As we look at the rest of the org and various projects within it, and as the total ecosystem expands, we’re seeing a divergence in technical compatibility represented by a growing requirement of additional middle-ware that needs development. An example of this is the “chat” abstraction/optimization on top of Waku, to be consumed by Status for their more constrained needs. This work represents “a new bubble” in between projects we already have, and the subject of “who owns this work” has been a point of contention for quite some time along with the question, “what is it called?”.
Here are a few more examples of organizational difficulties around this topic:
- Technical alignment and coordination of Nescience (zkVM team within Vac) and Nomos
- Nomos exploring the creation a mixnet on top of
libp2p
as opposed to relying on Waku protocols for network-level privacy - More generally, no Logos Collective infrastructure project (and Nimbus) using Waku for message passing
- Codex recreating an
ethers.nim
interface to blockchains instead of using what’s been built by Status Desktop
It’s clear that we want applications to use these foundational infrastructure projects to serve users, but it isn’t clear how well the individual projects work with each other and how much room should be left in between them for “glue projects.”
If we are leaning towards an “early” ecosystem viewpoint, then a project that is attempting to live on the bleeding edge of their respective market should work to stay there and remain competitive, which means potentially making optimizations that move away from cross-project compatibility. That being said, when these things happen, it should have an explicit technical justification for such a move. This allows the in-between glue that will eventually be needed for cross-project integration to be better understood and planned for. These justifications, as far as I’m aware, don’t exist or are not easily identified if the question is brought up.
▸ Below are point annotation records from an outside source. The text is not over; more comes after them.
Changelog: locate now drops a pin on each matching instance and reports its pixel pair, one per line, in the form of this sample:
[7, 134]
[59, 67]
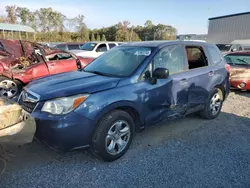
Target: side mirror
[78, 64]
[161, 73]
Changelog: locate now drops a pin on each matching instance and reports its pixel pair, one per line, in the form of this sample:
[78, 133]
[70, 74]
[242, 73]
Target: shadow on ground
[37, 155]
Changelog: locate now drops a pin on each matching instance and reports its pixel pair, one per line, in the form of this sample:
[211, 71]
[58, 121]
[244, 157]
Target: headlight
[63, 105]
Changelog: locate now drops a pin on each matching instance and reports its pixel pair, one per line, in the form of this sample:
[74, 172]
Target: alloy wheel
[118, 137]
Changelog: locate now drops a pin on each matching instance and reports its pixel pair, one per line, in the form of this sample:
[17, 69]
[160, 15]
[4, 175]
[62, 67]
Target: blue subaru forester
[124, 90]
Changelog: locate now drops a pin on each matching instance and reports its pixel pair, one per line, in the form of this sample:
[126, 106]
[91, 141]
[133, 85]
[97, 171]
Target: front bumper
[65, 132]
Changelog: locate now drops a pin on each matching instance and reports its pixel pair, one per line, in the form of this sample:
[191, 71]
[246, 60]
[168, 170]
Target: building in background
[201, 37]
[226, 29]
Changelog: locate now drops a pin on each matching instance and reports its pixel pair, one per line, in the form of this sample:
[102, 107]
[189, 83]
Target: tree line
[53, 26]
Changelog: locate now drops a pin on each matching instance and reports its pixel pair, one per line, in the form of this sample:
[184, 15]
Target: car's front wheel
[113, 136]
[213, 105]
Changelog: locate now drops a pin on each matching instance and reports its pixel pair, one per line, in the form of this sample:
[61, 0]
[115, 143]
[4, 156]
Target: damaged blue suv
[124, 90]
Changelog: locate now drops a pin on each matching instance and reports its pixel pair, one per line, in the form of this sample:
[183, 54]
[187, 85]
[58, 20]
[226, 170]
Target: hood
[71, 83]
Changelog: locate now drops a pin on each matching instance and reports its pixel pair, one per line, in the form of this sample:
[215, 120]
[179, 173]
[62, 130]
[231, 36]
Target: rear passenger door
[167, 98]
[199, 76]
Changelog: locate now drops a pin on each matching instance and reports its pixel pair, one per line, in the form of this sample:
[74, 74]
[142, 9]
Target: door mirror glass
[161, 73]
[147, 74]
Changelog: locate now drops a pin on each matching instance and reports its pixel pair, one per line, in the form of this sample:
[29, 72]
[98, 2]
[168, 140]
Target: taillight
[227, 67]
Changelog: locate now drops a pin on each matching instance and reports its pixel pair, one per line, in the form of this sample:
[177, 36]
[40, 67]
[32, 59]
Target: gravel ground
[190, 152]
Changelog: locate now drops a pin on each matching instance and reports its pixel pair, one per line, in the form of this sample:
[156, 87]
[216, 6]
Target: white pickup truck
[94, 49]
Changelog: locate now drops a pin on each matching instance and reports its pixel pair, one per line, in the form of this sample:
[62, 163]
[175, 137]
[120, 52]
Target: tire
[207, 112]
[105, 138]
[11, 94]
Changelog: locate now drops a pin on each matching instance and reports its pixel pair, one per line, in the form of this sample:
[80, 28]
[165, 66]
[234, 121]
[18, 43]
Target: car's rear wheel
[9, 88]
[213, 105]
[113, 136]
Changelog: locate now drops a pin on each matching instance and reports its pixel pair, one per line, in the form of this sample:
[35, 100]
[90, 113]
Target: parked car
[123, 91]
[240, 69]
[226, 48]
[95, 49]
[69, 46]
[22, 62]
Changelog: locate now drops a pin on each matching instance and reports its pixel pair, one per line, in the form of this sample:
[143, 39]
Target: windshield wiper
[96, 72]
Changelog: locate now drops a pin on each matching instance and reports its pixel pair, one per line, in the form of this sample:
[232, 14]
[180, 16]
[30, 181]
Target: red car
[23, 61]
[240, 69]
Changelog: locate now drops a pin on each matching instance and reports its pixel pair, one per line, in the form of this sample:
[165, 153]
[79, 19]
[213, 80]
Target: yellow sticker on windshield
[144, 53]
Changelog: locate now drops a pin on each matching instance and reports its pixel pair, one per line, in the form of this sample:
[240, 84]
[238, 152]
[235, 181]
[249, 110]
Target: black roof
[160, 44]
[231, 15]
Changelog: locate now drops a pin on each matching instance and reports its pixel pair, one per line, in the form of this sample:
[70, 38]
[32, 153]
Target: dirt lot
[190, 152]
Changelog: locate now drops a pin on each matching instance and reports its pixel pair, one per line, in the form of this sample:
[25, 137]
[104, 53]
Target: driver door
[168, 98]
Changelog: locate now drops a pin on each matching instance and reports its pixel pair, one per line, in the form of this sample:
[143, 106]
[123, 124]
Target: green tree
[3, 19]
[103, 38]
[23, 13]
[98, 38]
[11, 14]
[92, 37]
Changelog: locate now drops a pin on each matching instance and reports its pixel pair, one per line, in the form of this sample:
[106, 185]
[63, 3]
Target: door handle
[211, 73]
[183, 81]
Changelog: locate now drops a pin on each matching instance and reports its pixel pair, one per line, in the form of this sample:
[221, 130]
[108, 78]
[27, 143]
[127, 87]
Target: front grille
[27, 101]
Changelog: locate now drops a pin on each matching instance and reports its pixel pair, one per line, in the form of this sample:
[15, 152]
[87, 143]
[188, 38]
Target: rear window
[224, 47]
[215, 55]
[73, 47]
[238, 59]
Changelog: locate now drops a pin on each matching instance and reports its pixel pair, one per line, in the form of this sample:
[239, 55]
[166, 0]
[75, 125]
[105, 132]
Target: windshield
[238, 59]
[121, 61]
[89, 46]
[224, 47]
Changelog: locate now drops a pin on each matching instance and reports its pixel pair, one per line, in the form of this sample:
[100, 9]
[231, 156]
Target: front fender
[99, 104]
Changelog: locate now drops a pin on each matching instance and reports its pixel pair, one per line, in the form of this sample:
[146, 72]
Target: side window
[73, 47]
[101, 48]
[196, 57]
[171, 57]
[111, 45]
[215, 55]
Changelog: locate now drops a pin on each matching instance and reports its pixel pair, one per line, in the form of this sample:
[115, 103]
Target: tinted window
[111, 45]
[196, 57]
[238, 59]
[89, 46]
[224, 47]
[61, 47]
[102, 48]
[170, 57]
[215, 55]
[120, 61]
[73, 47]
Another factor to take into account is that the further generalized a project becomes, the less immediately useful it is in an optimized instantiation, thus the further away it moves from the integration into a specific project that may require optimization for a niche purpose. In other words, a more generalized project makes the bubble it takes up in the ecosystem larger as it has more potential use cases, but it also increases all of the distances between itself and any optimized use-case, thereby requiring additional development or, worse, outright incompatibility.
If the approach is decidedly “Big/Early”, it seems reasonable to assume that foundational projects may not be directly compatible with each other over the long-term because of the choice to remain competitive and useful within their own domains. We need to be ok with their needing to be glue between them, and whether or not we also develop that glue is a question that remains to be answered and will probably be a case-by-base basis.
Other factors not considered here but are clearly important
This is already a long post and I’ve missed some probably very key points to this decision and alignment. To name a few:
- Individual business cases vs Logos mission
- Financial allocations
- Investment portfolio strategy
But it should serve a good starting point and language to continue the conversation. Please discuss: Tell me what I’ve gotten wrong, your opinion of how we should work and grow together, what I’ve missed, additional pros/cons, etc.